In recent years, influenced by his wife Anna, Matusow has gotten deeper into multimedia happenings. Creative piano burning has been a specialty, and three reprieved survivors lurk in the shrubbery around his cottage. In 1970, he produced "Dark Touch," an audience-participation event, which required attending critics to participate in the nude.
Currently Matusow's major preocccupation is the organization of ICES-72 (International Carnival of Experimental Sound) to be held in the latter half of August. Centered at the London Roundhouse, ICES-72 will involve some 40 experimental groups (Nihilist Spasm Band, Canada; Deep Sheep, New Zealand; Bread and Cheese, UK), more than 300 artists from 21 countries and will take place on a train to Edinburgh, on a ferry to Belgium and several other locations.
Harvey is the chief putter-together and hustler supreme for ICES-72 and has already come up with more than $30,000-worth of equipment, including recording tape from Scotch Brand and recorders from Crown. On top of all this, Harvey says he is writing plays and another couple of books. One play concerns the time Trotsky spent in the Bronx.
With all this on his plate, why the hell is Matusow writing The Matusow Case and stirring up the shit with his claim to have been a double agent in the bosom of the FBI all along? Even if you believe his story about the affidavit, his refusal to prove its existence after going out of his way to boast of its existence seems perverse, crackpot and masochistic.
"I quote it [the affidavit] in the book because I felt it had to be there," Harvey says. "I wanted to make the statement. I wanted to create a controversy about it. Just because some people will say, 'But is it real?' None of it's real. I'm not real.
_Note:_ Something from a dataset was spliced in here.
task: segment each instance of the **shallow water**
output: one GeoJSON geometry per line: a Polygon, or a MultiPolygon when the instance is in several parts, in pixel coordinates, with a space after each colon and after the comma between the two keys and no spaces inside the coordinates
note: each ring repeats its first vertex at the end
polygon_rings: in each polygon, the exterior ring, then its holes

I'm a myth."
You can almost believe this as Matusow, surrounded by the trivia of today as well as the past which he drags along with him like some dead Siamese twin, shows a segment of his 16mm film, Stringless Yoyo, in which he stars in newsreel films of Congressional hearings after his recantation.
The sound is bad, and the room is not dark enough, but there's Harvey — young, sharp, confident, wearing the uniform of dark suit, dark tie and near-military haircut. The face is that of the Fifties — stylistically indistinguishable from those of Roy Cohn, G. David Schine, Bobby Kennedy and the other sharp hustlers on the way up or down. The badly amplified voice is strangely dead and Nixonish, and the manner, despite the badgering of Eastland and Welker, is calm and confident. You'd think he was still on the other side of the table.
There are even some laughs. Eastland asks Harvey where he was on a specific Friday night. Harvey says he was with a lady friend.
"That was no lady," says Mississippi Jim with perfect unconscious timing, "that was your Communist bodyguard."
Harvey cuts off the projector and puts it away. He doesn't show the film often, he says, because sometimes he can't stand to see himself again. "There's a lot of it which makes me look pretty bad," he says. "But if I'm going to present it, I may as well present the total picture, because I'm no saint."
What about the future? Is Matusow going to go on dragging the ghost of that crazy young Harvey Matusow around with him and every once in a while publish a new version of how it really was?
No, Matusow says what he really wants to do is eventually get away from all that. "I'm not getting any younger," he says. "In another ten years I'd like to have a big piece of land in the country — maybe 500 acres — and get away from all the hype and hustling and bullshit. I'd turn some of it into a wildlife sanctuary and try to find the bit of the peace I've been chasing all my life."